Разрешить такую мудреную задачу удалось, по-видимому, все тому же профессору Гауеншильду, а надзиратель Пилецкий успел склонить и директора Малиновского испробовать предложенную меру. Состояла она в том, что одному из воспитанников вручался штрафной билет, который он должен был передать товарищу, изобличенному им в разговоре по-русски; этот, в свою очередь, тем же порядком должен быть сбыть билет третьему, третий — четвертому и т. д., пока билет не обойдет всех нарушителей запрета. Последний, у кого под конец дня оказывался билет, в искупление общей вины подвергался определенному наказанию.

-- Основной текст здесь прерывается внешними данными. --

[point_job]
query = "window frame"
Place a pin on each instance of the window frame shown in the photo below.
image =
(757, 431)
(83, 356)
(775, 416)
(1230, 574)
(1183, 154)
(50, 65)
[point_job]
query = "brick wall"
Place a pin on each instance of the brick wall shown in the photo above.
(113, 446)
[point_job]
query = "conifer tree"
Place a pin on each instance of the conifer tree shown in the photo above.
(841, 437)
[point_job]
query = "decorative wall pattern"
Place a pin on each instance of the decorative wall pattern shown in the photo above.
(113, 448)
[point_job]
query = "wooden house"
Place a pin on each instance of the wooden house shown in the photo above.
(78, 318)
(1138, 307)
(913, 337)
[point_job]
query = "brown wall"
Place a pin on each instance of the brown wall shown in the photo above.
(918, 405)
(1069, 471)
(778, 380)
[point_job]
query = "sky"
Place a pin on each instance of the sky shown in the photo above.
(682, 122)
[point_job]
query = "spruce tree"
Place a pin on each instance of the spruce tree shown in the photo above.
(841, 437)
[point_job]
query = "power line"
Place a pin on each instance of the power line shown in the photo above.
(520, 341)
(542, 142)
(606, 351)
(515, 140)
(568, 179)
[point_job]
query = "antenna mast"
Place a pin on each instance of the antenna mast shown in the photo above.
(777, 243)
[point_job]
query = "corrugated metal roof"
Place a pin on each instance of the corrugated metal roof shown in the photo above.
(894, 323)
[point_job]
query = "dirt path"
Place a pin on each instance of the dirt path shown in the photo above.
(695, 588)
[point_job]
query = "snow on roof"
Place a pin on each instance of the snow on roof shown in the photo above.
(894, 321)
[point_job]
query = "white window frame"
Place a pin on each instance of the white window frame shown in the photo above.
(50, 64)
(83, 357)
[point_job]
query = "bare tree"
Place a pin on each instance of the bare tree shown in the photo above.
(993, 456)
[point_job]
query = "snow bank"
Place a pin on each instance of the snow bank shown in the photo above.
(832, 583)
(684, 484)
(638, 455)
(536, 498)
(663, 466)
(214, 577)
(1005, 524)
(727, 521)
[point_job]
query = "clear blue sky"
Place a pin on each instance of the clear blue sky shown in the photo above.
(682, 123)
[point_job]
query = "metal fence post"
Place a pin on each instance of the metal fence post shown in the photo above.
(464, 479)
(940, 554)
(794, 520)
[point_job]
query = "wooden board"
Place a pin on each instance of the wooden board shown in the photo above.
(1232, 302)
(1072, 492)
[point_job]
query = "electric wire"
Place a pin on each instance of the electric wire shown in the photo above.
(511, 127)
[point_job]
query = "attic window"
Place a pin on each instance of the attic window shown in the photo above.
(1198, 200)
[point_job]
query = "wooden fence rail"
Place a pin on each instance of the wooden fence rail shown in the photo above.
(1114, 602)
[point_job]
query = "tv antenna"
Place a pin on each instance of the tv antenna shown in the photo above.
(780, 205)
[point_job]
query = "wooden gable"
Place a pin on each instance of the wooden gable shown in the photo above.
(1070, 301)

Мера эта, однако, не всегда достигала цели. Иной раз билет к вечеру пропадал бесследно, и отыскать виновного в пропаже было положительно невозможно. Тогда оставалось одно — привлечь к ответственности весь класс, лишив его, например, сладкого блюда. Но в этих случаях наказанных выручал всегда с избытком провиантмейстер Леонтий Кемерский, который приносил взамен недополученного казенного слоеного пирожка или клюквенного киселя (разумеется, за соответствующее денежное вознаграждение) какое-нибудь другое лакомство.
Но чаще случалось, что штрафной билет оставался преспокойно вплоть до вечернего чая в кармане того, кому он был дан поутру. Зато после чая и после третьей прогулки между школьниками начиналась настоящая травля: билет в несколько минут переходил десятки рук и в конце концов подсовывался тайком к какому-нибудь зеваке или перед самым ужином пришпиливался булавкой на спину неизменного козла отпущения — Кюхельбекера. Когда же тот по хохоту окружающих догадывался в чем дело и, отцепив своими длинными руками билет от спины, передавал его одному из тех, кто говорил в эту минуту по-русски, то все наотрез отказывались принять его.
— Нет, брат Кюхля, шалишь! Но, чур, ни гугу, не фискалить!
И добросовестный Кюхля, ворча только что-то себе под нос по-немецки, покорялся своей неизбежной участи.
Однажды, в день «французский», билет был вручен поутру «французу» Пушкину. Каково же было удивление надзирателя Пилецкого, когда, на вопрос его за ужином: у кого билет, — тот оказался у Пушкина.
— Это решительно загадка для меня! — сказал, разводя руками, Пилецкий. — Ведь вы, Пушкин, болтаете по-французски чуть ли не лучше, чем на родном языке?
— Да он, Мартын Степаныч, никому и не передавал билета! — смеясь, разрешил загадку Гурьев.
— Что?! Не передавал? Правда это?
— Правда, — подтвердил Пушкин.
— Это что значит? Или вы никого не успели уличить в русской речи?
— Не то что не успел, но не считал нужным.
— Как? Повторите!
— Очень просто — забыл про билет, Мартын Степаныч, — выступил теперь уже на защиту приятеля Гурьев.
— У вас, Гурьев, я знаю, сердце премягкое, как вот этот бобер, — похвалил любимца своего Пилецкий, ласково проводя рукой по коротко остриженным шелковистым его волосам. — Пушкин же при всей своей строптивости имеет одно хорошее качество: он прямодушен, не умеет лукавить. Поэтому я уверен, он сам сейчас признается, точно ли забыл про билет или нарочно оставил его у себя.